South Carolina Electric & Gas Company proposed two resource plans based on the least cost options from 19 scenarios that were modeled for its 2019 integrated resource plan filed with the South Carolina Public Service Commission on Feb. 8. The plans, which detail resource needs from 2019 through 2033, reflect a shortage in base capacity by the winter of 2019. One of the options proposes to add 540 megawatts of natural gas combined cycle generation in 2029. The other seeks to obtain 400 megawatts of solar power purchase contracts with no winter capacity in 2026, and add three 93-megawatt internal combustion turbines in 2029, 2031, and 2033.

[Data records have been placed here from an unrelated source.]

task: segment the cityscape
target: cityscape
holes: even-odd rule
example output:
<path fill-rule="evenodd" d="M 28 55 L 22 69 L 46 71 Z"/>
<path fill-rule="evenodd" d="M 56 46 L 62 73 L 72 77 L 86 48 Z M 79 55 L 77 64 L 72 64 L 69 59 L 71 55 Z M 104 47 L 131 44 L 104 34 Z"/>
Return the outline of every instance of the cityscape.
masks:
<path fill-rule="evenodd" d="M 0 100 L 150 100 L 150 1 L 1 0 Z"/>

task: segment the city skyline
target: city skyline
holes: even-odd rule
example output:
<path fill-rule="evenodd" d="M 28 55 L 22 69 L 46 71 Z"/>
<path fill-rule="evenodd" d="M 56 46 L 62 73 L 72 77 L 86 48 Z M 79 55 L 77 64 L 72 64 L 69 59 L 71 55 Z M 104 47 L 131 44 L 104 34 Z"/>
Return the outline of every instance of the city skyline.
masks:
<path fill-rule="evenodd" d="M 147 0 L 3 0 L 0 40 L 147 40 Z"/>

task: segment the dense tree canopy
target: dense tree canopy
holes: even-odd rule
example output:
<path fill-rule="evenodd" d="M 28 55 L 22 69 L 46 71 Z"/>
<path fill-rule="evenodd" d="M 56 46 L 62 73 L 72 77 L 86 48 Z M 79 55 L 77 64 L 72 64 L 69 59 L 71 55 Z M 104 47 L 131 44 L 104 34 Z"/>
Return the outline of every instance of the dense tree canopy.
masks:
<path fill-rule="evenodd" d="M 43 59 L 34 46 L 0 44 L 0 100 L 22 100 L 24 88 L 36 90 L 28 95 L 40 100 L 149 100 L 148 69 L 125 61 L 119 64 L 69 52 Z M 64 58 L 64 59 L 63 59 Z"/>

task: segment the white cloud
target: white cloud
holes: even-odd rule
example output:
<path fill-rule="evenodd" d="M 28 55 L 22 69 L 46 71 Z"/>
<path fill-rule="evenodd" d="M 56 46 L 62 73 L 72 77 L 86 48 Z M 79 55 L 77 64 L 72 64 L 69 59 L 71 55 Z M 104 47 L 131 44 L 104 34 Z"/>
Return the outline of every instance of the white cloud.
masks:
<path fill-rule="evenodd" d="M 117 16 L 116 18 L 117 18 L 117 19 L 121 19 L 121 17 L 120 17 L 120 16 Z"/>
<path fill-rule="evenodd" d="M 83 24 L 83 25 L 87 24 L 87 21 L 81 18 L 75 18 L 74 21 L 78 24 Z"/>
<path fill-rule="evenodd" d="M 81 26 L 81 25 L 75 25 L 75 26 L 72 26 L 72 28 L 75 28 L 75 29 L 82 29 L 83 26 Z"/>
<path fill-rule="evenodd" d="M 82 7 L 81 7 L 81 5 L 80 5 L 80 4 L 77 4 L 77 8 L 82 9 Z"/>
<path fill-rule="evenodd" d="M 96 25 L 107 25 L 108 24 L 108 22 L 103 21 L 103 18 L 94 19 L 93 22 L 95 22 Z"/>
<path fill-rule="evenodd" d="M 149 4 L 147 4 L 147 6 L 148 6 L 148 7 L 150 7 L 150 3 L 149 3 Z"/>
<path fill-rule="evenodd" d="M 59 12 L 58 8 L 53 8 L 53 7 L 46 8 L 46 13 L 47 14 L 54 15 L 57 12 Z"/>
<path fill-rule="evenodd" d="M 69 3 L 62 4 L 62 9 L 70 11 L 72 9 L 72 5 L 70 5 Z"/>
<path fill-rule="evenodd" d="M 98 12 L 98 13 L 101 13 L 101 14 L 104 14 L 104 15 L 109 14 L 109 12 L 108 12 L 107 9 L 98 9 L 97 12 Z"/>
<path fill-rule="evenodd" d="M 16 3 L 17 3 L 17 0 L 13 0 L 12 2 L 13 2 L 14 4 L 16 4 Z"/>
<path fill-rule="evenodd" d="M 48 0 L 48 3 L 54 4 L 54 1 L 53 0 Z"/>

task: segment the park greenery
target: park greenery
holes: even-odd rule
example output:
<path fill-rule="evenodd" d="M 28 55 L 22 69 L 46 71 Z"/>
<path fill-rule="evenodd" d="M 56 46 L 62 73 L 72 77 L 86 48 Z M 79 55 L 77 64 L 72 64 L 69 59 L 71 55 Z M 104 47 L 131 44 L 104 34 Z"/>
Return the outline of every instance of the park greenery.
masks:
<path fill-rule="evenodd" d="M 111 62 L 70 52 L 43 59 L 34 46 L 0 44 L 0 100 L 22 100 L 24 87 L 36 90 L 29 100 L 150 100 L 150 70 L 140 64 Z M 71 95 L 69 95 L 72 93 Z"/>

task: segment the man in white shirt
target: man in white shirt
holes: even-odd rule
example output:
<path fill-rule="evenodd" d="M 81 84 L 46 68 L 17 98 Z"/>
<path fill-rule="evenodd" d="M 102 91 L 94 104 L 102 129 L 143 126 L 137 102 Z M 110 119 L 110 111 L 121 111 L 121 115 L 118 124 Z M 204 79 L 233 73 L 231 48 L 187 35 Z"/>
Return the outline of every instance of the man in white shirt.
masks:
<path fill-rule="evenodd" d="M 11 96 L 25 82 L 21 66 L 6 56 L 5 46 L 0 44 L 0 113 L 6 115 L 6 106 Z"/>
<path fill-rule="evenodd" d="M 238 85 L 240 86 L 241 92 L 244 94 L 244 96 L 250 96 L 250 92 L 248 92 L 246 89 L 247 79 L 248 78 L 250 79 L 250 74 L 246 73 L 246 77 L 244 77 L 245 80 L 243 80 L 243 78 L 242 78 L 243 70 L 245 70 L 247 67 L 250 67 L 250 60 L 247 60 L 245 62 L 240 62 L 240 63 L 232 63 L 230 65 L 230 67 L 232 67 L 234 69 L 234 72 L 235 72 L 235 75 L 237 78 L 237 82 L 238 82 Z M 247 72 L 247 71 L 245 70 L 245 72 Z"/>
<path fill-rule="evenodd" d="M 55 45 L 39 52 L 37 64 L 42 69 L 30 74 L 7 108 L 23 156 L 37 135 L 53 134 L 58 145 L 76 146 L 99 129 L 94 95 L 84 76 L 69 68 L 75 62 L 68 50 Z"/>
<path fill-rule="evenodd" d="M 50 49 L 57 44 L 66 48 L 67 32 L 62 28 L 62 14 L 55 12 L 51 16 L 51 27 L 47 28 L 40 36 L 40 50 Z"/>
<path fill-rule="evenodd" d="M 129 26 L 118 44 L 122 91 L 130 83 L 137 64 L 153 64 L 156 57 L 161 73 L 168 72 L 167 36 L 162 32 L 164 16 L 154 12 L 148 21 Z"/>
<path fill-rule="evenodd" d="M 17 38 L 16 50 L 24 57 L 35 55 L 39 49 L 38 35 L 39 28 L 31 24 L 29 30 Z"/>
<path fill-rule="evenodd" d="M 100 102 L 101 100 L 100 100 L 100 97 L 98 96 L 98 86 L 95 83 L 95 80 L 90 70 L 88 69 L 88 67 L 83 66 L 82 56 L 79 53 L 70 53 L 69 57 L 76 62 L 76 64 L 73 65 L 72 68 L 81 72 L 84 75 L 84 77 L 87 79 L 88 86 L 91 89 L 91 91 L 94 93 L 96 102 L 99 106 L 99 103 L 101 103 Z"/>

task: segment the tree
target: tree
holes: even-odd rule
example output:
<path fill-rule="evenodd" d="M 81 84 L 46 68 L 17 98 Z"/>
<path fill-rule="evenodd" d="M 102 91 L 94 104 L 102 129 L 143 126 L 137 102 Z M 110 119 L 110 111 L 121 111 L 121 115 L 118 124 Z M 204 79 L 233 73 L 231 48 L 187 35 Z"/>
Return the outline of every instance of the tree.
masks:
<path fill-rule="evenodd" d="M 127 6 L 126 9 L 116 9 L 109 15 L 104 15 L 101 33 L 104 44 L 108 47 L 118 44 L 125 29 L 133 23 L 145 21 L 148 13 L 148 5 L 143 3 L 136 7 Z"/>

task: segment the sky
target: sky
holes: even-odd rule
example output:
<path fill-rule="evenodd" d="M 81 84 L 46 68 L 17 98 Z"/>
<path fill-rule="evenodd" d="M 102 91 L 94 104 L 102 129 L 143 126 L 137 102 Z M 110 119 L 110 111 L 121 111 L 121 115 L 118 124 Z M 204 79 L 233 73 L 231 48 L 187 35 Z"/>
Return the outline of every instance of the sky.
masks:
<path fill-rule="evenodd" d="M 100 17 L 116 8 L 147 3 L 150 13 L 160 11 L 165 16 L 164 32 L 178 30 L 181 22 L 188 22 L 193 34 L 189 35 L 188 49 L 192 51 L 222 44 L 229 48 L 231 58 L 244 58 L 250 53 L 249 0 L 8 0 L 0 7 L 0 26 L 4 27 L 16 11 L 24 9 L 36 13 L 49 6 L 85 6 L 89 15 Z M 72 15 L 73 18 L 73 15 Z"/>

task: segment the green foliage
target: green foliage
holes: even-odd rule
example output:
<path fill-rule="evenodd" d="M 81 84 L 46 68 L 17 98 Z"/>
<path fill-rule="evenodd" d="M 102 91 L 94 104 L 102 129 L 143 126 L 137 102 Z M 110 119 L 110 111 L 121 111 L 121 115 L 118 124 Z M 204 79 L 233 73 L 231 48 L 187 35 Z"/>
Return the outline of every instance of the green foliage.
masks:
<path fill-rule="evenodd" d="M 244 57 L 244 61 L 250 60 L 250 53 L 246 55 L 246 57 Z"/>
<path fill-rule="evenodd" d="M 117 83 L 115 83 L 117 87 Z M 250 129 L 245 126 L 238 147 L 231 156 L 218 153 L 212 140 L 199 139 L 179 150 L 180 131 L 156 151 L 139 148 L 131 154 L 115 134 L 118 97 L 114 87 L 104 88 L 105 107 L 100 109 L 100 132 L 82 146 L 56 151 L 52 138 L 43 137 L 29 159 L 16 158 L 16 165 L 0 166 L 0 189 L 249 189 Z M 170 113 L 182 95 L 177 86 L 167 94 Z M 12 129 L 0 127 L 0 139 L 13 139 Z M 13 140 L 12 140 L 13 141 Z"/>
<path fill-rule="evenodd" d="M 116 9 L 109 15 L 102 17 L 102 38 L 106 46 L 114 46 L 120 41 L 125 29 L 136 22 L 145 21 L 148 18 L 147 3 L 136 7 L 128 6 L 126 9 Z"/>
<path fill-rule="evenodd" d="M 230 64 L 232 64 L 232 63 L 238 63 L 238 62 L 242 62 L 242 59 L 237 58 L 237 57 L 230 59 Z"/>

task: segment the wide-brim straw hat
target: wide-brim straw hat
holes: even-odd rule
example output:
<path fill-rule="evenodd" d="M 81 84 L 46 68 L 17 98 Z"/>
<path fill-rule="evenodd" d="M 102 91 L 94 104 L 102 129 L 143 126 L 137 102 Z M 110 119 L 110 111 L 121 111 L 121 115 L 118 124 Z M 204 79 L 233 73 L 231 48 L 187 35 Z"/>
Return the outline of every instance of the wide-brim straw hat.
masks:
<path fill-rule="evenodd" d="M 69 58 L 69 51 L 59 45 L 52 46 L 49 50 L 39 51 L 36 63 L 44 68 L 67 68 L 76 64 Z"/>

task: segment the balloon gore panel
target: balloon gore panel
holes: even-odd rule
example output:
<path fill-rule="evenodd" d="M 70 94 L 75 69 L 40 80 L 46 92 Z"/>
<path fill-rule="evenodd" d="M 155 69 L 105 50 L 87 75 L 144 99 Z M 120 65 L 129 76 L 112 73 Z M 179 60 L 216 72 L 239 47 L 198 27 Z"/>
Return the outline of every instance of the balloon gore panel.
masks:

- The combined cycle plan would add another 540-megawatt plant in the winter of 2040, while the solar option would add seven more 93-megawatt gas peakers from 2035 through 2046.
- The plans show a decrease in capacity of 85 megawatts in 2019 from the loss of the Kapstone generator and 25 megawatts from the expiration of a power purchase contract with Santee Cooper; Kapstone, owned by SCE&G until last year, generates power using coal and biomass.
- The company’s 2019 existing capacity totals to about 5.9 gigawatts of winter capacity, which includes 1.7 gigawatts from coal, 350 megawatts from gas-fired steam, 660 megawatts from nuclear, 2.4 gigawatts from gas turbines, and 800 megawatts from hydro.
- SCE&G observes that since 2017, there has been an increase in interest from independent power producers seeking to interconnect non-DER solar projects.
- Currently, there are about 280 megawatts of non-DER utility scale solar farms in operation on SCE&G’s system; 48 megawatts of DER utility scale solar farms in operation; and 16 megawatts of community solar farms planned or in operation.
- The company expects its supply plans to be “as benign to the environment as possible” owing to its continuing efforts to apply advanced emissions reduction technology to comply with state and federal laws.
- South Carolina Gas & Electric is a subsidiary of Dominion Energy Inc.